2. The secure hand-held imager of claim 1, further comprising:

the device comprises a clear processing device, a noise measuring device, an abnormality detecting device, a region analyzing device and a state collecting device which are arranged between the subsequent processing device and the frequency sequencing device.

3. The secure hand-held imager of claim 2, wherein:

and the clear processing equipment is connected with the subsequent processing equipment and is used for executing contrast enhancement processing on the subsequent processed image so as to obtain and output a corresponding clear content image.

4. The secure hand-held imager of claim 3, wherein:

the noise measuring device is connected with the clear processing device and used for performing noise type analysis on the content clear image to obtain a noise type with the maximum amplitude as main noise, and when the maximum amplitude of the main noise in the content clear image exceeds a limited amount, performing image enhancement processing on the content clear image to obtain a corresponding content enhanced image.

5. The secure hand-held imager of claim 4, wherein:

the abnormal detection equipment is connected with the noise measurement equipment and is used for receiving the content enhanced image, judging whether the brightness value of each pixel point in the content enhanced image is an abnormal value or not, and determining the corresponding pixel point as an abnormal pixel point when the brightness value is the abnormal value so as to obtain each abnormal pixel point in the content enhanced image; wherein, the judging whether the brightness value of each pixel point in the content enhanced image is an abnormal value comprises: calculating the average value of the brightness values of all the pixel points in the content enhanced image, and determining the pixel points as abnormal pixel points when the brightness values of the pixel points deviate from the average value and exceed a preset absolute value threshold.

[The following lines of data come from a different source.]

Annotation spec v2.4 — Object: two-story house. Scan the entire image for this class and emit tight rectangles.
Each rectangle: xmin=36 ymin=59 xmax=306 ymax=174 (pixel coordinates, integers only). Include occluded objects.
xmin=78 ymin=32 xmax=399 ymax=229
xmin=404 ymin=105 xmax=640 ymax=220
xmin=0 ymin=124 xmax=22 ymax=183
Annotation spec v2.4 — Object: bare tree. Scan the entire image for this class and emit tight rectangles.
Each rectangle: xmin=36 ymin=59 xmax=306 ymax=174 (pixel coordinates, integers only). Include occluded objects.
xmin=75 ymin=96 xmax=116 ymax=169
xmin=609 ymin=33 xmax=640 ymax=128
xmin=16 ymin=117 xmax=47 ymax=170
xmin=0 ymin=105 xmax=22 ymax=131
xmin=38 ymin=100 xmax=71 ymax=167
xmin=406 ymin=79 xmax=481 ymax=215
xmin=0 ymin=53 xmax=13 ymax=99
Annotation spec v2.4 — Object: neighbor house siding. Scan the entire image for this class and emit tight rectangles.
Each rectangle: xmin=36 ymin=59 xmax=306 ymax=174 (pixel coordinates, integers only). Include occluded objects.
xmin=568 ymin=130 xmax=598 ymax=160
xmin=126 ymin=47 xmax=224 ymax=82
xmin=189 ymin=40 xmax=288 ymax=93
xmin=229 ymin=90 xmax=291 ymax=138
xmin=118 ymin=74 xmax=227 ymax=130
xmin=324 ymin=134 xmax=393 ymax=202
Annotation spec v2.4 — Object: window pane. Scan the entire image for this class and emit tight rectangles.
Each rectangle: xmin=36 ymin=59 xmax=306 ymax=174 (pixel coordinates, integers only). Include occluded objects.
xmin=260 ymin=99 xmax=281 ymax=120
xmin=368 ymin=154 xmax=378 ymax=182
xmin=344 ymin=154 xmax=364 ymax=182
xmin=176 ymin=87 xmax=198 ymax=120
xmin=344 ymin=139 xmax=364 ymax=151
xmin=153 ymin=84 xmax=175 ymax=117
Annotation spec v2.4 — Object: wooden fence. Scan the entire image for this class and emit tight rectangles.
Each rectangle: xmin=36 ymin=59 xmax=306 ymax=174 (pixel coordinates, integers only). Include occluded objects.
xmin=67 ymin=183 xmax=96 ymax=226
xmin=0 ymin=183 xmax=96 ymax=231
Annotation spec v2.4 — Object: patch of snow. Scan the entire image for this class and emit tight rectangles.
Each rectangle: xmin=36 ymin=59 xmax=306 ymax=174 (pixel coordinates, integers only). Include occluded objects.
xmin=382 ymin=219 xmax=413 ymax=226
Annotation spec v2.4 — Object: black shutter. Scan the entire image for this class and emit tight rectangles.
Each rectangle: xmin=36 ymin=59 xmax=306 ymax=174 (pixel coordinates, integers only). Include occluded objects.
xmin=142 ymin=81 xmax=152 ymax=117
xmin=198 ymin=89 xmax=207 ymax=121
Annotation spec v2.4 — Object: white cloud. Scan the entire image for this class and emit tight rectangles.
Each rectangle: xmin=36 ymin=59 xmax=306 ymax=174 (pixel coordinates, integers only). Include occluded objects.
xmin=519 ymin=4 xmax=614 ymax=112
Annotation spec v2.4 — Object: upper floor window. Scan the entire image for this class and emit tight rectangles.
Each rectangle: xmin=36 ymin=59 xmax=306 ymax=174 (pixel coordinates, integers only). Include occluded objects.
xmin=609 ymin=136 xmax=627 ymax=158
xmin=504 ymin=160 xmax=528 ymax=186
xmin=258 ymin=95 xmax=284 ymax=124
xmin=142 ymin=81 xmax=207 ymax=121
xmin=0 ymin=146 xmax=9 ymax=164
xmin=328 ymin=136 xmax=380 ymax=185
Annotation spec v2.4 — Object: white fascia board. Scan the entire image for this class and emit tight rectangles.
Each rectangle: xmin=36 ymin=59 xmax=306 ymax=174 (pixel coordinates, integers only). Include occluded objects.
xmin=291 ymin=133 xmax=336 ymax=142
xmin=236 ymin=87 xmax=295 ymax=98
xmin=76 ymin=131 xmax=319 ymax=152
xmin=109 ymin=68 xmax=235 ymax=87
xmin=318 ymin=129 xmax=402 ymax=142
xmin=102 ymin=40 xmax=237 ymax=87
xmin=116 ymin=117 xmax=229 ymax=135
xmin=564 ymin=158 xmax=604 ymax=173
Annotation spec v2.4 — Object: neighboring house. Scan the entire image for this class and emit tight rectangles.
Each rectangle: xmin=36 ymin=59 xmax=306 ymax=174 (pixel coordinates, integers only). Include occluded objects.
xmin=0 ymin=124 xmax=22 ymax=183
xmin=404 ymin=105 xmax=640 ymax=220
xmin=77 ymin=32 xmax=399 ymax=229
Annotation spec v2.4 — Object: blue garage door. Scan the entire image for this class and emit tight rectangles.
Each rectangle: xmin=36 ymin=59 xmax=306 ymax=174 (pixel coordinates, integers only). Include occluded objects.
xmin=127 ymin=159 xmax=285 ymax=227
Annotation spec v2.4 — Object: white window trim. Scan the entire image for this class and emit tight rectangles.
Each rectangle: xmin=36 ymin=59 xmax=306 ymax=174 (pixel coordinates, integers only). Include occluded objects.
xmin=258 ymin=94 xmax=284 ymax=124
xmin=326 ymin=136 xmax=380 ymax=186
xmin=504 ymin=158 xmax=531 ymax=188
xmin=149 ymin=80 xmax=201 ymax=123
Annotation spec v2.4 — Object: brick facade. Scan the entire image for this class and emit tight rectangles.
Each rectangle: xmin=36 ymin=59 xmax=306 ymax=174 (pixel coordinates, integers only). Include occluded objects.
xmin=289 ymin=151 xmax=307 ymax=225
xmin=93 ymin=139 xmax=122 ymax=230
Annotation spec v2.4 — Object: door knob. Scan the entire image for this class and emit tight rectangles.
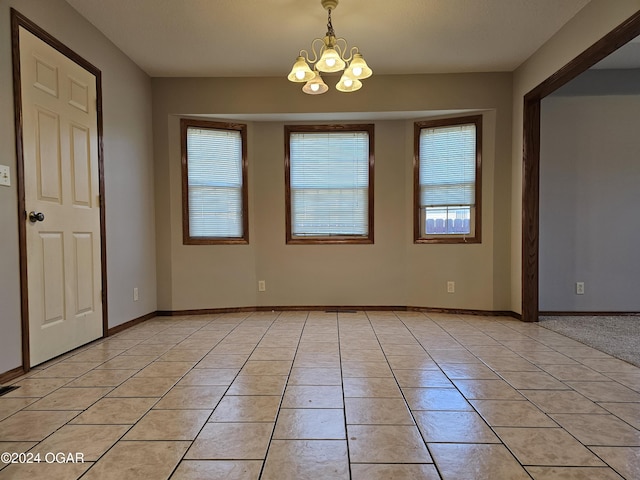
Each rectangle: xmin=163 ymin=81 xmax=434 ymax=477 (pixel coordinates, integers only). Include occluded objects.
xmin=29 ymin=212 xmax=44 ymax=223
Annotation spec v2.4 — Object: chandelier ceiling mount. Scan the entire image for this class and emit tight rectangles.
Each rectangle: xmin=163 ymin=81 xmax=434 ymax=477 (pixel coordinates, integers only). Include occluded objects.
xmin=287 ymin=0 xmax=373 ymax=95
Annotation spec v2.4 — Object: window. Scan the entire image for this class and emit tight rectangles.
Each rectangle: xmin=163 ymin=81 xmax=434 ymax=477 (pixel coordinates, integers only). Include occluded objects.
xmin=414 ymin=115 xmax=482 ymax=243
xmin=180 ymin=119 xmax=249 ymax=245
xmin=285 ymin=125 xmax=373 ymax=243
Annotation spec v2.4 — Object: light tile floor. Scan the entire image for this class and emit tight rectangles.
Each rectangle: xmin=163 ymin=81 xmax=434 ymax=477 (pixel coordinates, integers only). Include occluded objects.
xmin=0 ymin=311 xmax=640 ymax=480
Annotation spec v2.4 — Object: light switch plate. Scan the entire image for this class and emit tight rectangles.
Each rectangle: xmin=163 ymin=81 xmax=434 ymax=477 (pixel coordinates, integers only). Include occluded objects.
xmin=0 ymin=165 xmax=11 ymax=187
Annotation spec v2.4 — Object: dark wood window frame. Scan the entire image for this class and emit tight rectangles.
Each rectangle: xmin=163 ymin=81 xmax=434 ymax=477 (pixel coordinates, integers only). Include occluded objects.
xmin=180 ymin=118 xmax=249 ymax=245
xmin=413 ymin=115 xmax=482 ymax=244
xmin=284 ymin=124 xmax=375 ymax=245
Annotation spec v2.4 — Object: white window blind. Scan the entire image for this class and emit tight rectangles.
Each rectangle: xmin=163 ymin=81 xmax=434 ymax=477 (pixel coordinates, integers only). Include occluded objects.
xmin=289 ymin=132 xmax=369 ymax=237
xmin=419 ymin=124 xmax=476 ymax=208
xmin=187 ymin=127 xmax=244 ymax=238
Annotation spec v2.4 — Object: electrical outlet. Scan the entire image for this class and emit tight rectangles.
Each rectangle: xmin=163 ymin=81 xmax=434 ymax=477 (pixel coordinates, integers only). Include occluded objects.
xmin=0 ymin=165 xmax=11 ymax=187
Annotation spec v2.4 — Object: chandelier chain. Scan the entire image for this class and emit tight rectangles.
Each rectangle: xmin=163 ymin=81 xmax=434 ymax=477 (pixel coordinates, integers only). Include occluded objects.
xmin=327 ymin=8 xmax=336 ymax=37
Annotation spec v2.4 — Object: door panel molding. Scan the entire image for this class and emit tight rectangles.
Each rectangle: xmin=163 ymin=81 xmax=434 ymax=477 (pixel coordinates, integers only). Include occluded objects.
xmin=11 ymin=8 xmax=109 ymax=372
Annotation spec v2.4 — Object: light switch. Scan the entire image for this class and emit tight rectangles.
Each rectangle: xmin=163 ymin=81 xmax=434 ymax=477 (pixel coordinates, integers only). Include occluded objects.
xmin=0 ymin=165 xmax=11 ymax=187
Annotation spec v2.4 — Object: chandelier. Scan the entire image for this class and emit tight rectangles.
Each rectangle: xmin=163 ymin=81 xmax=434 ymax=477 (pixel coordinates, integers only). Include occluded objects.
xmin=287 ymin=0 xmax=373 ymax=95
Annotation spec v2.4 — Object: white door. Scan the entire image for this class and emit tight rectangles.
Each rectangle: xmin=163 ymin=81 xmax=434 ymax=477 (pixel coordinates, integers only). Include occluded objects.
xmin=20 ymin=27 xmax=102 ymax=366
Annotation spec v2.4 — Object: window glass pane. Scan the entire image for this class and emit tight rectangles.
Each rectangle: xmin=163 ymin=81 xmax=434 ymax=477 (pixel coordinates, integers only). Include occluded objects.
xmin=187 ymin=127 xmax=244 ymax=238
xmin=419 ymin=124 xmax=476 ymax=206
xmin=414 ymin=116 xmax=482 ymax=243
xmin=289 ymin=132 xmax=369 ymax=237
xmin=423 ymin=207 xmax=471 ymax=235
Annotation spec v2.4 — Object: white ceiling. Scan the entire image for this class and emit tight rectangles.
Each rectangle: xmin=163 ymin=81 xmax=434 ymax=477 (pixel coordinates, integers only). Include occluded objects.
xmin=67 ymin=0 xmax=589 ymax=77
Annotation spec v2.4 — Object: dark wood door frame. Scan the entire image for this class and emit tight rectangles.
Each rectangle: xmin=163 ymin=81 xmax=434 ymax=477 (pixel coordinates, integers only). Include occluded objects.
xmin=522 ymin=11 xmax=640 ymax=322
xmin=11 ymin=8 xmax=109 ymax=372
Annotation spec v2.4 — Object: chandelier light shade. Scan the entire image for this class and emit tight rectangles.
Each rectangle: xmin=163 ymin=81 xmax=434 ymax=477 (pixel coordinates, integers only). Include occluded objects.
xmin=302 ymin=70 xmax=329 ymax=95
xmin=287 ymin=0 xmax=373 ymax=95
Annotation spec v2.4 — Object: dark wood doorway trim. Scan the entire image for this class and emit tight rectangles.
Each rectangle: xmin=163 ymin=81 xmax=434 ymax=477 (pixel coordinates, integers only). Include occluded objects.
xmin=522 ymin=11 xmax=640 ymax=322
xmin=11 ymin=8 xmax=109 ymax=372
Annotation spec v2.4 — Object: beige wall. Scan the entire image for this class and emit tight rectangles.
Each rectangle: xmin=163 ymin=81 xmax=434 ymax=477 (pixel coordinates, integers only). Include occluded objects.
xmin=0 ymin=0 xmax=156 ymax=374
xmin=510 ymin=0 xmax=640 ymax=313
xmin=152 ymin=74 xmax=511 ymax=310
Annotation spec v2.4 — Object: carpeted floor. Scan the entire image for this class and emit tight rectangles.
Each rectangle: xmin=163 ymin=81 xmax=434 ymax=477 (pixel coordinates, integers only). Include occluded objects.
xmin=539 ymin=315 xmax=640 ymax=367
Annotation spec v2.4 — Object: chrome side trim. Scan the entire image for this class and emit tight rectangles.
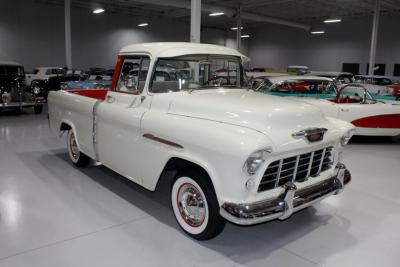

6. The secure hand-held imager of claim 5, wherein:

the region analysis device is respectively connected with the frequency sorting device and the abnormality detection device, and is configured to acquire a region where each abnormal pixel in the content enhanced image is most concentrated, use the most concentrated region as a representative region, and send the representative region to the frequency sorting device in place of the subsequent processed image.

7. The secure hand-held imager of claim 6, wherein:

the state acquisition equipment is connected with the abnormity detection equipment and is used for detecting the real-time state of the abnormity detection equipment, and the real-time state of the abnormity detection equipment is a dormant state or a working state.

8. The secure hand-held imager of claim 7, wherein:

the noise measurement device comprises a type analysis unit, an amplitude extraction unit and an image enhancement unit;

wherein, in the noise measuring apparatus, the amplitude extracting unit is connected to the type analyzing unit and the image enhancing unit, respectively.

9. The secure hand-held imager of claim 8, wherein the hand-held imager further comprises:

the SDRAM storage device is respectively connected with the state acquisition device and the abnormality detection device and is used for storing the preset absolute value threshold, and the preset absolute value threshold is a positive value;

and the SDRAM storage equipment sends the preset absolute value threshold to the abnormality detection equipment when the real-time state of the abnormality detection equipment is a working state.